Erdoğan, bu gurur verici tablonun Türk ekonomisinin kapasitesi yanında, çeşitliliğini de gösteren kayda değer bir referans olduğunu vurgulayarak şunları kaydetti:
"24 sektörden 300'ü aşkın katılımcı firmayı buluşturan B2B görüşmelerinde hedef 1 milyar dolarlık ticari işbirliği hacmine ulaşmaktır. Çarşamba gününden bu yana yapılan temaslarla inşallah bu rakamın da üzerine çıkıldığına inanıyorum. Artık bir MÜSİAD klasiği haline dönüşen bu başarılı organizasyon dolayısıyla derneğimizin yöneticilerini tek tek kutluyor, etkinliğin bugünlere gelmesine katkı veren herkesi şükranla yad ediyorum. Gerek katılımcılar, gerek fuarda sergilenen ürünler, gerekse etkinlikler noktasında göz doldurucu bir içeriğe sahip MÜSİAD EXPO'nun yoluna güçlenerek devam edeceğini ümit ediyorum."
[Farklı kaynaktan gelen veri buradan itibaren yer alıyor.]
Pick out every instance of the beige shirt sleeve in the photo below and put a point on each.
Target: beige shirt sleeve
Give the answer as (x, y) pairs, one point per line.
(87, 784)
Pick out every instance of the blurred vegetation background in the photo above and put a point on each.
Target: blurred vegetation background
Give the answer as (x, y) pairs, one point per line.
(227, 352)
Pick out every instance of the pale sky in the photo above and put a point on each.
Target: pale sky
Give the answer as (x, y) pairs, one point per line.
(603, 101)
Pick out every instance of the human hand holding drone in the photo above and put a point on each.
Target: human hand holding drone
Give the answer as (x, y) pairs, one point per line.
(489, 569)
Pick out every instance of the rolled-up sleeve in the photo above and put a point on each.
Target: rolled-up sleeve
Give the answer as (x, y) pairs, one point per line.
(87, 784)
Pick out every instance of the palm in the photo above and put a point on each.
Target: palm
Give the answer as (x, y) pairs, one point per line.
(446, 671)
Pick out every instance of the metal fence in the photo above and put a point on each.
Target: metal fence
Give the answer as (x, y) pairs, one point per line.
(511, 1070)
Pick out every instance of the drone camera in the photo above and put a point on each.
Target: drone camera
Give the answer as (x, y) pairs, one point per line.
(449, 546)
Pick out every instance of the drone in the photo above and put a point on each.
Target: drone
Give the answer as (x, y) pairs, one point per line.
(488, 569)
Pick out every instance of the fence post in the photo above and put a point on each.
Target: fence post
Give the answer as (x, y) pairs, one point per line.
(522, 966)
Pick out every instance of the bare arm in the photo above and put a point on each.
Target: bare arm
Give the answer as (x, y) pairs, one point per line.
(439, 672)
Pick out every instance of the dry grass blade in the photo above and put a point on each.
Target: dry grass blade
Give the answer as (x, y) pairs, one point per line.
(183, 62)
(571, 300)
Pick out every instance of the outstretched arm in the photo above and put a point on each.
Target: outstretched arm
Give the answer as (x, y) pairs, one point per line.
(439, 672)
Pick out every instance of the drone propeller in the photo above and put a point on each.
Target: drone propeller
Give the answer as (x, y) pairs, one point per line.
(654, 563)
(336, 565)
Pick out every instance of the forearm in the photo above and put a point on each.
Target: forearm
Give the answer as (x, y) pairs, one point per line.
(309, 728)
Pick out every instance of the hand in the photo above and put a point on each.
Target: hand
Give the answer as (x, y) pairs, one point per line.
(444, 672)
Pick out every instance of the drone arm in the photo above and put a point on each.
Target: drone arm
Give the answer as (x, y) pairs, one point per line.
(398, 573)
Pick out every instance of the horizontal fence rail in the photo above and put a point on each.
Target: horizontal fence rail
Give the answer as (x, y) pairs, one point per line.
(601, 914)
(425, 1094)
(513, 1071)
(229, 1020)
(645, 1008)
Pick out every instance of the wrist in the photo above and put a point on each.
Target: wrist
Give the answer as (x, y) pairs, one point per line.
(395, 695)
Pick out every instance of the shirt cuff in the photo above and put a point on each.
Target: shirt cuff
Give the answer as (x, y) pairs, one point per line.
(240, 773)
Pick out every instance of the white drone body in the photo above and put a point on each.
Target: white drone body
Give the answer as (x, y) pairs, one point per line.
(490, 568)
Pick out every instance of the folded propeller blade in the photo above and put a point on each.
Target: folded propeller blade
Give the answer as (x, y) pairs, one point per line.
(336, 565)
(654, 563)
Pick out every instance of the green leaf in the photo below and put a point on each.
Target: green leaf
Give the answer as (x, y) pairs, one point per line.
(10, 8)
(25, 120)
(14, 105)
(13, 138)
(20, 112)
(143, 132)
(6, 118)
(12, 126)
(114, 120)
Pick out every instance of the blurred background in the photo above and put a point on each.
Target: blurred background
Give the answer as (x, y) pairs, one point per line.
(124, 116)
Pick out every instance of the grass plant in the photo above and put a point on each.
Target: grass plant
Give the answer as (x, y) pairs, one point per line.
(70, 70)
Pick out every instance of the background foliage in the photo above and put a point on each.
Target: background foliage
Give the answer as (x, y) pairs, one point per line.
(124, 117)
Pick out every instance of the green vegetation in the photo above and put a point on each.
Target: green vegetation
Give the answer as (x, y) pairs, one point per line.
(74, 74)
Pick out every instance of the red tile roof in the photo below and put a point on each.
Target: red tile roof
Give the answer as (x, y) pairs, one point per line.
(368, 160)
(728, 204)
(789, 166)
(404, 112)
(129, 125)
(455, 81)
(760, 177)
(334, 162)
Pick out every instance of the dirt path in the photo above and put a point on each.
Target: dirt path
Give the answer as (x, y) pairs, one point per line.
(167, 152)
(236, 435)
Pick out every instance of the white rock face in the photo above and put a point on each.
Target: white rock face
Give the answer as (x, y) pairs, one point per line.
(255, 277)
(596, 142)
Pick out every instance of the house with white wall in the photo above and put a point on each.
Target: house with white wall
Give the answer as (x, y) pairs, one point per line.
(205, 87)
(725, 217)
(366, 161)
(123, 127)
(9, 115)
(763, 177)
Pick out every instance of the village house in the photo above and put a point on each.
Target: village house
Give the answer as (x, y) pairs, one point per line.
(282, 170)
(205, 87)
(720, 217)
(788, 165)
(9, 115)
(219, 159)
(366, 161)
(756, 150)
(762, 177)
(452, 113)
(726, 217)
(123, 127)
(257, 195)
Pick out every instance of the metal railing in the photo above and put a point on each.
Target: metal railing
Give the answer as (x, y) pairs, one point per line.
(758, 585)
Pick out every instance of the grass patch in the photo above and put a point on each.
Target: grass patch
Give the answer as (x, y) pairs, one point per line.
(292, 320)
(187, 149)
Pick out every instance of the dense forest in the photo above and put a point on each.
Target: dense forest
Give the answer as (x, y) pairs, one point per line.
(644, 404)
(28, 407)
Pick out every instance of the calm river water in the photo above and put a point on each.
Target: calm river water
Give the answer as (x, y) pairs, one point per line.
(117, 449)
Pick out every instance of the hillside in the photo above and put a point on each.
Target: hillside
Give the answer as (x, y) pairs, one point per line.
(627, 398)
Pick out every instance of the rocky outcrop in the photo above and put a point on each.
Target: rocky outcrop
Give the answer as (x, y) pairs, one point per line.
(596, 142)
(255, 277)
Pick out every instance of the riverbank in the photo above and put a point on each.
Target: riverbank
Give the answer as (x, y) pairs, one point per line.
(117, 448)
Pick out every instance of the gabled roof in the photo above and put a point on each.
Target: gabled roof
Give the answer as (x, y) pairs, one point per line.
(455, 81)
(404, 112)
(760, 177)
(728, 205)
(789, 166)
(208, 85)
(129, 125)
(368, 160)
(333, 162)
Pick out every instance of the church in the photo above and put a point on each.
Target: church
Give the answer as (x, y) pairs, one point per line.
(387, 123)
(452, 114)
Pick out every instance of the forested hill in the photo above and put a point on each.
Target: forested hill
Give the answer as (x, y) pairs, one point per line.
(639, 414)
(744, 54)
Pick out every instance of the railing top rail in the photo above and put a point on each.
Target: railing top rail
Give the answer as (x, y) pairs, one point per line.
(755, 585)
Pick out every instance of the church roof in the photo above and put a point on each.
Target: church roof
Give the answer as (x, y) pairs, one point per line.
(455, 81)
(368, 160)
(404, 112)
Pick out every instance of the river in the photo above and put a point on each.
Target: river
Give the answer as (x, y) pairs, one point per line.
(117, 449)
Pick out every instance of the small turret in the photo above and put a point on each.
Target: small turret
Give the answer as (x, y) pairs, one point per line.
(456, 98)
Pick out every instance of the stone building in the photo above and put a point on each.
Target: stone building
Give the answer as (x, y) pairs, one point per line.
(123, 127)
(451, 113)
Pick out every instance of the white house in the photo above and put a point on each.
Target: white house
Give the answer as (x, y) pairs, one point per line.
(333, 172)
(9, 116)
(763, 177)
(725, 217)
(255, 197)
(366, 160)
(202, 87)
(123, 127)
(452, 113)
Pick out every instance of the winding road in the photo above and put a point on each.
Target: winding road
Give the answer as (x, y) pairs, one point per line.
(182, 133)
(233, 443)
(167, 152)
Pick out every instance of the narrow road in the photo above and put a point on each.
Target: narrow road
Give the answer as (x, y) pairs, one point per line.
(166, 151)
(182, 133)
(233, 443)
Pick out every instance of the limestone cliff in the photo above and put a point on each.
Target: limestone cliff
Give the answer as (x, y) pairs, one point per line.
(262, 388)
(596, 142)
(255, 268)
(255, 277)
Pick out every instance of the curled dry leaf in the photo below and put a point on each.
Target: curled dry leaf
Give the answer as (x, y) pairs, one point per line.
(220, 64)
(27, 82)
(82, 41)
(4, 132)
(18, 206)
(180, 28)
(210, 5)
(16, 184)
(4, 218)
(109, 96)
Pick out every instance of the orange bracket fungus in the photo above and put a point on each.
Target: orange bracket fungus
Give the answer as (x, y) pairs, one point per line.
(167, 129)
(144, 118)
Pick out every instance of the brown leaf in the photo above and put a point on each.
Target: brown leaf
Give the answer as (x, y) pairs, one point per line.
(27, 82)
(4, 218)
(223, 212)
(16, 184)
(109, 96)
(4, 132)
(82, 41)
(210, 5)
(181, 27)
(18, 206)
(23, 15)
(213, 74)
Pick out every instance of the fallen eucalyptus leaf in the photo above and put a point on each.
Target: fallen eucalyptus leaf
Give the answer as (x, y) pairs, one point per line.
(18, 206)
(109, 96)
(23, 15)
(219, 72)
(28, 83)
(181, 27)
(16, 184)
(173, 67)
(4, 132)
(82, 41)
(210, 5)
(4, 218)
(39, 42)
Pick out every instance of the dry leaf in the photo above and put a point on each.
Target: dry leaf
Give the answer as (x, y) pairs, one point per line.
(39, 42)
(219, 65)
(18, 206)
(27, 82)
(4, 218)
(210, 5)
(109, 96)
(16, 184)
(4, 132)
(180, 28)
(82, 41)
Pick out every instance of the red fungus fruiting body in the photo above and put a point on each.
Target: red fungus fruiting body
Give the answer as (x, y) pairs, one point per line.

Uluslararası İş Forumu'nun "insani ve iktisadi boyutuyla göç" teması altında tertiplenmesinin de ayrıca takdire şayan olduğunu dile getiren Erdoğan, "Forumda yapılan tartışmaların da hayırlara vesile olmasını diliyorum. Burada şu hususun altını öncelikle çizmek isterim. Göç konusu sadece bizim gibi geçiş güzergahındaki ülkeler için değil, gelişmiş-gelişmekte olan fark etmeksizin tüm dünya için günümüzün en hassas meselelerinden biridir. Türkiye açısından göç, dünyanın birçok ülkesine kıyasla çok daha eski bir kavramdır. Biz gerek coğrafi konumumuz, gerekse beşeri ve kültürel bağlarımız sebebiyle tarih boyunca göç hareketlerine muhatap olmuş bir ülkeyiz." ifadelerini kullandı.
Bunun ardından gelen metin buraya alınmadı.